“Hairdo U” is a small, mild urban comedy from St. Louis about a pair of gruff construction workers who, for reasons too contrived to recount here, get arrested for tossing a gay beauty school teacher through the window of a hair salon. The duo avoid jail time but, in a legal action unique to comedy films, get a lengthy spell of community service at the beauty school where the attack took place. As their cosmetology studies get under way, the construction workers find themselves part of a new family full of hot babes, a few flaming
queens, and a spirit to make sure the beauty school wins top honors at an upcoming cosmetology competition. One of the construction workers also gets “advice” from the resident queers on how to win the affection of a comely young beautician who is currently the main squeeze of the local Mr. Wrong.
Needless to say, none of “Hairdo U” makes the least bit of sense.
Sadly, writer/director Dee Ross McKissic never pushes the film to the
boundaries of political incorrectness and blatant rudeness. Instead, the film plays it safe by keeping its bad manners in check and settling for a few obvious African-American female stereotypes (the Bible-thumper with an armload of Watchtower-worthy literature, the BBW with a constant supply of greasy fried chicken in her clutches) and the obvious wispy-lispy homosexual hairdresser finger-snappers (although one of the queens has a butch, rough-trade boyfriend with enough muscle and fury to KO Lennox Lewis with a finger flick).

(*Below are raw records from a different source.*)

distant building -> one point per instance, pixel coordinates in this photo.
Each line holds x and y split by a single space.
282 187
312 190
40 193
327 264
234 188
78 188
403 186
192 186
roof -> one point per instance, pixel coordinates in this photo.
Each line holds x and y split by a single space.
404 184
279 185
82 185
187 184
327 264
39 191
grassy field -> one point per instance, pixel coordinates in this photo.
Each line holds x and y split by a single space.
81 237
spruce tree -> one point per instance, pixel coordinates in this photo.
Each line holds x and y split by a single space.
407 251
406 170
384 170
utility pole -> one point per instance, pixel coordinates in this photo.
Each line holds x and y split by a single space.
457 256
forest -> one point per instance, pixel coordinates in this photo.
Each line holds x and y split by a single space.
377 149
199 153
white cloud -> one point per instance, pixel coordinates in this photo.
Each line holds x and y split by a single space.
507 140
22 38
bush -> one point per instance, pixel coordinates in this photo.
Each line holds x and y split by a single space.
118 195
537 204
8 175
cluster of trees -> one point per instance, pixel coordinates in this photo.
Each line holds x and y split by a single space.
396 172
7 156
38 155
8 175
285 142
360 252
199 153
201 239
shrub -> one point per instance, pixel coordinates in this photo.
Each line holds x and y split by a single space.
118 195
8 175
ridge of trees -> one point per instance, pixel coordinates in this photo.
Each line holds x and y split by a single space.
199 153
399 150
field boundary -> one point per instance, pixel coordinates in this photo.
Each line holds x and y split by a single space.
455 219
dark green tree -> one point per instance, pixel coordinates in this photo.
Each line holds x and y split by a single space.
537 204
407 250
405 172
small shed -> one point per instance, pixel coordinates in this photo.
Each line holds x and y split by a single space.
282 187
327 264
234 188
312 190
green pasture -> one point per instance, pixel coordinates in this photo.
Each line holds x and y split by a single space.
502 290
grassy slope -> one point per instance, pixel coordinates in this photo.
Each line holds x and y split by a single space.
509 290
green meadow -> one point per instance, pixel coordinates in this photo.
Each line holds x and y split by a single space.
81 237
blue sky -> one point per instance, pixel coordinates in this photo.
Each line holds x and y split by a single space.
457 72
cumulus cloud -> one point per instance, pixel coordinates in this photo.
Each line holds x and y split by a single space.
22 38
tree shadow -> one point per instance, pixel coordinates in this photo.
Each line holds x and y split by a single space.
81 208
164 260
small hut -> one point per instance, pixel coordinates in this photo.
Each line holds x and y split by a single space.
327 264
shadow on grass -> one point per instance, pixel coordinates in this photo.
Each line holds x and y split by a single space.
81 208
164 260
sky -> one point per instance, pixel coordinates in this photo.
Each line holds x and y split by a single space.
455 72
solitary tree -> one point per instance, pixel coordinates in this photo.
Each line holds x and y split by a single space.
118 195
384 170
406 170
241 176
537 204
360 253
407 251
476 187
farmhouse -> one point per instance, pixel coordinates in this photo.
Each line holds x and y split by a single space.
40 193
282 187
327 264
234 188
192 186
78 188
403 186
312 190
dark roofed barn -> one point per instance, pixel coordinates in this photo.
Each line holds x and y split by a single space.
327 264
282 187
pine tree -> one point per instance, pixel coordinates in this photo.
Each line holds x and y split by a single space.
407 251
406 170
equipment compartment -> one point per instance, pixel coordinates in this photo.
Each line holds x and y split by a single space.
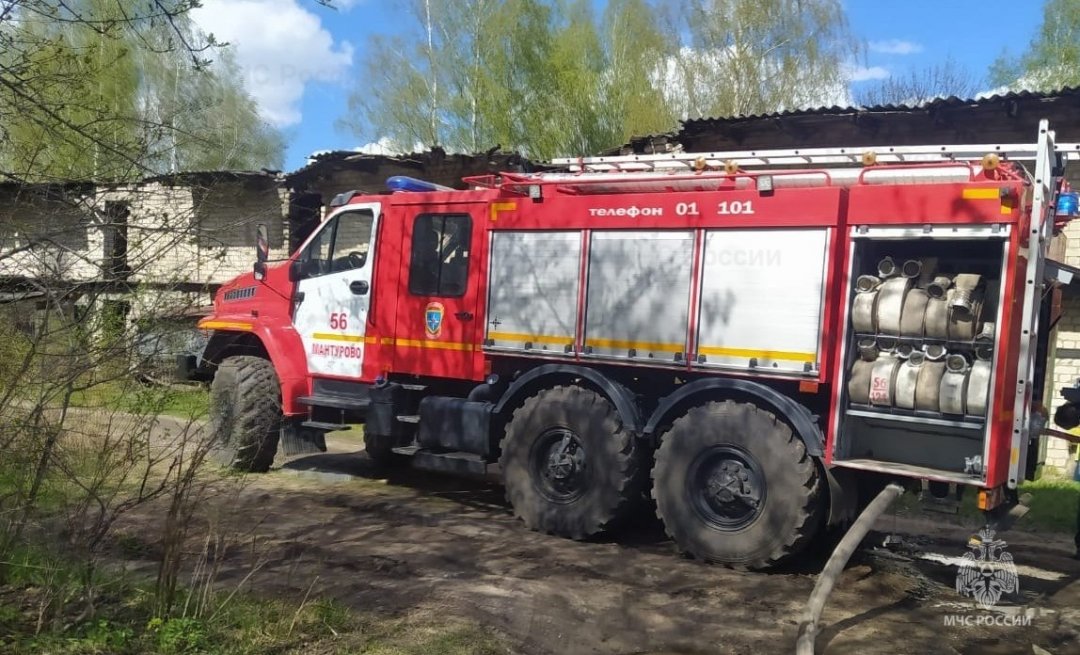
920 351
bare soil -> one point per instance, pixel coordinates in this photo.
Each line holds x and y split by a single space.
424 545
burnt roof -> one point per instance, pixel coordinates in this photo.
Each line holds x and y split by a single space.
1002 118
435 165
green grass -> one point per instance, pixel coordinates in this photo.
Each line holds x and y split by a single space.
1053 506
241 624
186 402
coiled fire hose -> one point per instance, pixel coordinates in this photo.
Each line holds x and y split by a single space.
808 627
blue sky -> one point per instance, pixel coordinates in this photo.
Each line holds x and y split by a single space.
301 59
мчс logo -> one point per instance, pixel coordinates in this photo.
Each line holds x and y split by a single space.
987 571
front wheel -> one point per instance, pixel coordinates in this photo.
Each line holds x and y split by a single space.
734 485
570 466
245 416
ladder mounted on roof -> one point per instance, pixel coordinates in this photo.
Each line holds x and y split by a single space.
808 157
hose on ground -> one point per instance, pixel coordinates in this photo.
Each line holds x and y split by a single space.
808 627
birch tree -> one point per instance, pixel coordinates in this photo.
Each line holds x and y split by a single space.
1052 59
741 57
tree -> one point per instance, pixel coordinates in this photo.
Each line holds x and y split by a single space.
740 57
536 76
638 53
1052 61
95 90
918 87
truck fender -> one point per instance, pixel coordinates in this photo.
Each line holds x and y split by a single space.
551 374
282 347
800 417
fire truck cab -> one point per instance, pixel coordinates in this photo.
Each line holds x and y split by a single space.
747 337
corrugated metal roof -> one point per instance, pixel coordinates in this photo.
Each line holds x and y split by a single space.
929 105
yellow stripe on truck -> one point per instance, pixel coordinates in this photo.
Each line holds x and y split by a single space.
534 338
225 325
349 338
991 194
748 353
625 345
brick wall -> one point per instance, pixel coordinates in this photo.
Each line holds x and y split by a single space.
49 232
1064 370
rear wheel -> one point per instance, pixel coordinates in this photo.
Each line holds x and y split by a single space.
569 465
245 413
734 485
379 449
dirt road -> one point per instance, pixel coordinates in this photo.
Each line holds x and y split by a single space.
428 545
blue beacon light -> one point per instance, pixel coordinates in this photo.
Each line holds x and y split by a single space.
404 183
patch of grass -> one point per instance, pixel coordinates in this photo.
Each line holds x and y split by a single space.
185 402
235 624
1053 506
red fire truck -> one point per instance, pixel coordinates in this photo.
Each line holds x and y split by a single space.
748 337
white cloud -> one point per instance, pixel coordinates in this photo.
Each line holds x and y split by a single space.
281 47
895 47
863 74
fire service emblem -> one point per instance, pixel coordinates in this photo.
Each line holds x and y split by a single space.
433 319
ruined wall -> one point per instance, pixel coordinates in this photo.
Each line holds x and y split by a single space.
49 232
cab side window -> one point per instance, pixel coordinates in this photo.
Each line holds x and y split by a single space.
341 244
440 257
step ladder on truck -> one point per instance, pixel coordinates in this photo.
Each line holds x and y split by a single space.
753 338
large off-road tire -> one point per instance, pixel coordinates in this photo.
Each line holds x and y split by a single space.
569 465
245 413
734 485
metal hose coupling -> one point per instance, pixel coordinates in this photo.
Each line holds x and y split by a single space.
907 379
966 284
887 268
867 349
863 308
984 343
937 286
934 351
867 283
979 387
886 344
954 386
910 268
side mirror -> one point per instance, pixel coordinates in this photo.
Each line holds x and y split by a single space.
261 252
295 270
261 243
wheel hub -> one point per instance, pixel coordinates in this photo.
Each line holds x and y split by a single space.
727 488
561 465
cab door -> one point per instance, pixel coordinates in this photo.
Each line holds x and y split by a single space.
436 323
334 291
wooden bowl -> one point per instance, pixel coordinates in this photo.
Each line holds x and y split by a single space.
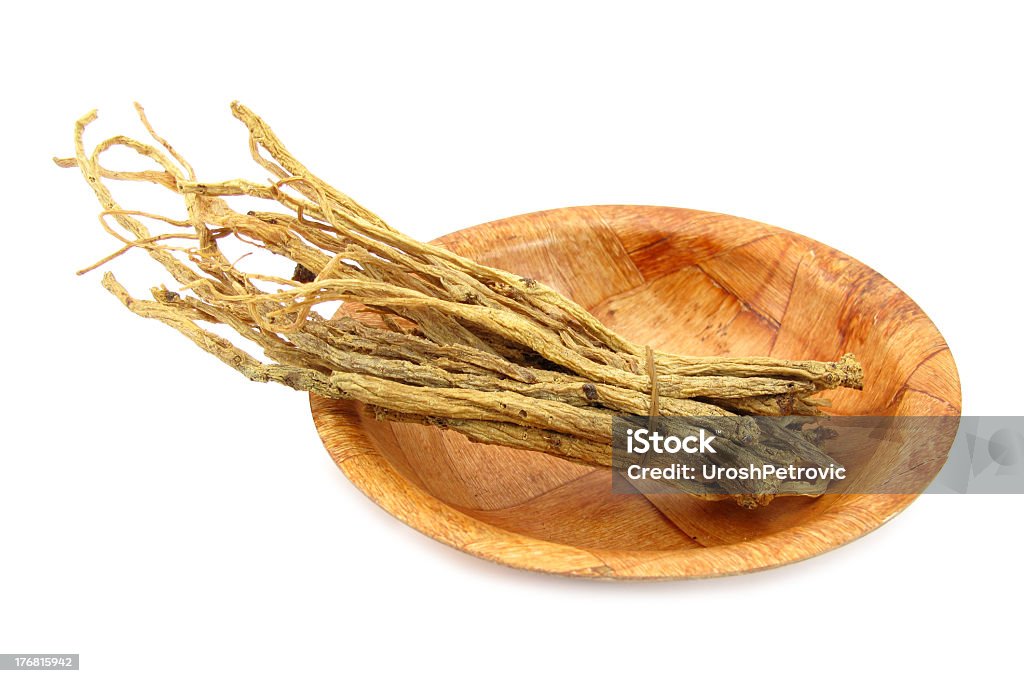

But if “Hairdo U” never soars and roars, it does ramble along at a
pleasant and leisurely pace which never once wears out its welcome and actually offers an occasional jolly surprise (a great sight gag involves a fish-loving reverend whose resemblance to Al Sharpton is more than passing). Furthermore, it is blessed with an attractive and game cast who keep the film in motion despite the oddest of plotline twists (i.e., just why is the squeenie beauty school teacher leading an aerobics class for “butt exercises”?) And while the film has a few too many cutaways to a radio booming the sexy voice of a local lady deejay commenting on the characters at play, the radio cutaways also provide a nice cue to a fun soundtrack of the talented St. Louis-area urban music scene.